If you’re looking for reasons to justify implementing Windows 8.x, make sure to add the improvements to BitLocker to your list. Windows 8.x now supports more types of devices than Windows 7 supports, many of which may not have keyboards attached regularly or at all. Some devices, such as the Microsoft Surface Pro 3, have built-in onscreen keyboards that can be used for BitLocker boot PIN entry, but not all vendors include this functionality in their devices. If they don’t, you’ll have to equip every Windows 8 tablet that gets assigned to an end user a keyboard and require the user to connect it every time he/she boots the device.

As in my previous post, we’re going to assume that you’re using a Trusted Platform Module (TPM) on BitLocker-encrypted systems. All of the major computer manufacturers make them available by default (or as an add-on) on most Enterprise- and Business-grade systems, and you’re going to need it if you don’t want to use a PIN on Windows 8 devices.

The first change in Windows 8/8.1 devices is a change in the hardware certification that Microsoft makes OEM manufacturers adhere to when producing devices. Devices that support InstantGo (formerly known as Connected Standby in Windows 8) can’t have Direct Memory Access (DMA) ports such as Firewire and must have memory that isn’t easily removable.
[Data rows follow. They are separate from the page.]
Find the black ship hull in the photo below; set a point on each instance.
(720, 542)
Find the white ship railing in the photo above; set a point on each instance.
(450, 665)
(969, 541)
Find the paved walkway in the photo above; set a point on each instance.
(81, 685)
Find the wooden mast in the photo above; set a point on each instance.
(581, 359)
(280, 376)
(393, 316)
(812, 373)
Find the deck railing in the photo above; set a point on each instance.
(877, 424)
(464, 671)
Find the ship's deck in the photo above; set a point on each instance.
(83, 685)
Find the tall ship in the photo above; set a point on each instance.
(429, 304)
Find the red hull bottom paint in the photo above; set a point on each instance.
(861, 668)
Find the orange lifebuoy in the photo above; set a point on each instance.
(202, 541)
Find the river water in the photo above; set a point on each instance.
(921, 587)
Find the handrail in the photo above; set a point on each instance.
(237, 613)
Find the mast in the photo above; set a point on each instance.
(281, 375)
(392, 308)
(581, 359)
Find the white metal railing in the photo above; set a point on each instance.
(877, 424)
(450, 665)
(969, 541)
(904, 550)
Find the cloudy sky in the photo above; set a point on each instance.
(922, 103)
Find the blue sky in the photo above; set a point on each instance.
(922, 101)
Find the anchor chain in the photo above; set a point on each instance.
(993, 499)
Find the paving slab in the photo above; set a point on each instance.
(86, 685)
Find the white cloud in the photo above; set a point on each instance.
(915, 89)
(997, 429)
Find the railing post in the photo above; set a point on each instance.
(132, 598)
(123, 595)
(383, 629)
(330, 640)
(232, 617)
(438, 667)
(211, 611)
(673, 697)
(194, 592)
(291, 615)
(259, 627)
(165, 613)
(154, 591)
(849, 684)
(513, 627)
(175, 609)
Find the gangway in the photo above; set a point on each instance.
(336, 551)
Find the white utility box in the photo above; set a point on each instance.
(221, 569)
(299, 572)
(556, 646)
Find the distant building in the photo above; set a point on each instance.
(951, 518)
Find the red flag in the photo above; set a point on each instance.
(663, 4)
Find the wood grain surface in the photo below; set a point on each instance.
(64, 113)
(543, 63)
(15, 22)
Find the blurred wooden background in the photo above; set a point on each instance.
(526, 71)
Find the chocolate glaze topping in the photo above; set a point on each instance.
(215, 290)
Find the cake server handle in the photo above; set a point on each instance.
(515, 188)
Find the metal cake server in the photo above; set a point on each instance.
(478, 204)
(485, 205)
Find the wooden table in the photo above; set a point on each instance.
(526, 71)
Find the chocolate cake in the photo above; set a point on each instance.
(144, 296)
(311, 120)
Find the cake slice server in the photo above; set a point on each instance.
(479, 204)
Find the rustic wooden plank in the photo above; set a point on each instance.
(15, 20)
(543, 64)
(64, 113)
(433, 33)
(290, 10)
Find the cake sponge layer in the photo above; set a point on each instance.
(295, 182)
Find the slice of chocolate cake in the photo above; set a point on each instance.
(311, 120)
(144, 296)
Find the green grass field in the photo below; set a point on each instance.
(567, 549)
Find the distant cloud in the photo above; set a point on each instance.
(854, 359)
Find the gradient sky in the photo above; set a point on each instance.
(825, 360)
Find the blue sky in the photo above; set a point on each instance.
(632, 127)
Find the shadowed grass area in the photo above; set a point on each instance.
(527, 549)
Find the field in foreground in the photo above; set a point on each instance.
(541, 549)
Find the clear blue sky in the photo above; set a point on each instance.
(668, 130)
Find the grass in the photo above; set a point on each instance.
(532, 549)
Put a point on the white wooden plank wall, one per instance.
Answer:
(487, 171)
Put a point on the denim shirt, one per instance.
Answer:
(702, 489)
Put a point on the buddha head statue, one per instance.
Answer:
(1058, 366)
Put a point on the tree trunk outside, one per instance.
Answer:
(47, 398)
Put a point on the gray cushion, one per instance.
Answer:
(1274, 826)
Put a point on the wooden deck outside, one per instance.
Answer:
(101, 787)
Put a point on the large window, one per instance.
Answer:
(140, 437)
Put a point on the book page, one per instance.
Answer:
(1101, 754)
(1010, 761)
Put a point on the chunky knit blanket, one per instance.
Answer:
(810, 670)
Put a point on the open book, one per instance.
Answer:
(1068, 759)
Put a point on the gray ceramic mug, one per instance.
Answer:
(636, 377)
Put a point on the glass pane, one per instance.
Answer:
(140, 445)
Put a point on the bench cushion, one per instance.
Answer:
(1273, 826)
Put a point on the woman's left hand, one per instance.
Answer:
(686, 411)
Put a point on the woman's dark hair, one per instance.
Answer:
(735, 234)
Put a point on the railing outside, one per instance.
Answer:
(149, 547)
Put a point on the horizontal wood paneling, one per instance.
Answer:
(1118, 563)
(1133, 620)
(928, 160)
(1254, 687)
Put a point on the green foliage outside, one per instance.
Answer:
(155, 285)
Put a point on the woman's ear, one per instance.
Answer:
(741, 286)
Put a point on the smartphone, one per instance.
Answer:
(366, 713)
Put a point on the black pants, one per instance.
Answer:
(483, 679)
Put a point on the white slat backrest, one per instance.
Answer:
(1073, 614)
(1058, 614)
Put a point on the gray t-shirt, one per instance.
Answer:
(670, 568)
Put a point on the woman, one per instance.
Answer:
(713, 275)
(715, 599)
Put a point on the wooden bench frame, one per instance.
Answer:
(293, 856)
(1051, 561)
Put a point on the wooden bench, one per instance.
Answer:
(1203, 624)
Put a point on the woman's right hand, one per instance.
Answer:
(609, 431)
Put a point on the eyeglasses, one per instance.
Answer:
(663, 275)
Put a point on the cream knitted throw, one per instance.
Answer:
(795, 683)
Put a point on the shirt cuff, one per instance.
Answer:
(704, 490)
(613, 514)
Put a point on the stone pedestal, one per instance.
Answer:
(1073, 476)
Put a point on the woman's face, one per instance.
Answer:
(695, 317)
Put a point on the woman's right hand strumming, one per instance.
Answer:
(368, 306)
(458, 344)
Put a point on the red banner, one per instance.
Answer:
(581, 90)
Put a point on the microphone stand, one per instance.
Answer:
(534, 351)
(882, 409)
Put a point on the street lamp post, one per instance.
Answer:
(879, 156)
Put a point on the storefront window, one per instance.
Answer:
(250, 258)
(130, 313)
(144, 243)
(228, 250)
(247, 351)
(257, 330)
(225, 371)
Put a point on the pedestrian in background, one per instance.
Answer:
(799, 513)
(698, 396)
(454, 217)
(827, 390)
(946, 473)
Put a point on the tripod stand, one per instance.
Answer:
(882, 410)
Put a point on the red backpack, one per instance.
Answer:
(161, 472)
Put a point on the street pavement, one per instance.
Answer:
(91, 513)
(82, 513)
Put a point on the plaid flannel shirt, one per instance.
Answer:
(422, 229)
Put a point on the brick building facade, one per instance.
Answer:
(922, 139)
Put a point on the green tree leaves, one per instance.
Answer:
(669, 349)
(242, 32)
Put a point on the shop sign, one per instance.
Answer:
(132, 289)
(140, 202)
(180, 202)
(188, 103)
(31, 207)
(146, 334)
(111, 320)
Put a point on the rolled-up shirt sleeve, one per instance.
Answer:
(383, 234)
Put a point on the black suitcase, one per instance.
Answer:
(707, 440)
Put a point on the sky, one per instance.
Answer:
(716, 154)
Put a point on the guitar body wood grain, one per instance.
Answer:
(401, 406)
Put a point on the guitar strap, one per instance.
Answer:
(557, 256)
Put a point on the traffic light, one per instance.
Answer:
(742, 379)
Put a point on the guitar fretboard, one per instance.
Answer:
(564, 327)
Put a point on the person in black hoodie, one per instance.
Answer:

The removal of ports that could be susceptible to DMA attacks and memory that is soldered to the motherboard significantly reduces the attack vectors of those logo’ed devices. Second, devices attached to DMA ports don’t load drivers until a user has logged in to the system. This prevents an attacker from attaching a device to pull the BitLocker encryption keys via one of those ports to a system that is logged out.

The second change is the addition of a new Group Policy option that can be used in conjunction with BitLocker. From a Windows 8+ (or Server 2012+) system, edit a Group Policy Object (GPO) in the Group Policy Management Console (GPMC). Go to Computer Configuration > Policies > Windows Settings > Security Settings > Local Policies > Security Options and find the Policy Interactive logon: Machine account lockout threshold.

Machine account lockout threshold policy in the Group Policy Management Console

Machine account lockout threshold policy in the Group Policy Management Console

Setting this policy will cause a BitLocker-encrypted system to lock down after the configured number of invalid logon attempts. Here’s how it works:The BitLocker-encrypted system boots up into Windows. The person that doesn’t know the password to log in starts entering bad passwords. After several attempts, he receives the message: “That password isn’t correct. Be careful—if you keep entering the wrong password, you’ll be locked out to help protect your data. To sign in, you’ll need a BitLocker recovery key. Press Ctrl+Alt+Delete to sign in.”

Machine account lockout threshold warning in Windows 8.1

Machine account lockout threshold warning in Windows 8.1

After the configured number of failed attempts, the system will forcefully reboot. When the system boots back up, the user will receive the message: “You’re locked out! Enter the recovery key to get going again.”

Windows 8.1 BitLocker You're locked out screen

Windows 8.1 BitLocker You're locked out screen

Bottom Line: With Windows 8.1, PIN’s aren’t as necessary (if at all) due to enhancements in the OS.

  1. Avatar
    Steven Jordan 7 years ago

    Hi Kyle,

    Great article but I respectfully disagree with some of your points -specifically that PINs for Windows 8, “aren’t necessary (if at all) due to enhancements in the OS”.  Consider how Windows won’t boot without entering the Bit-Locker PIN.  Hackers’ can’t exploit a system if they can’t interact with it!  I wrote more about Bit-Locker PINs: 


    Keep up the good work!

    -Steven J.  

  2. Avatar
    Chris 4 years ago

    Hi Steven

    you can enforce the policy where the boot order cannot be changed without the recovery key.

    So you cannot run any other OS than the original one.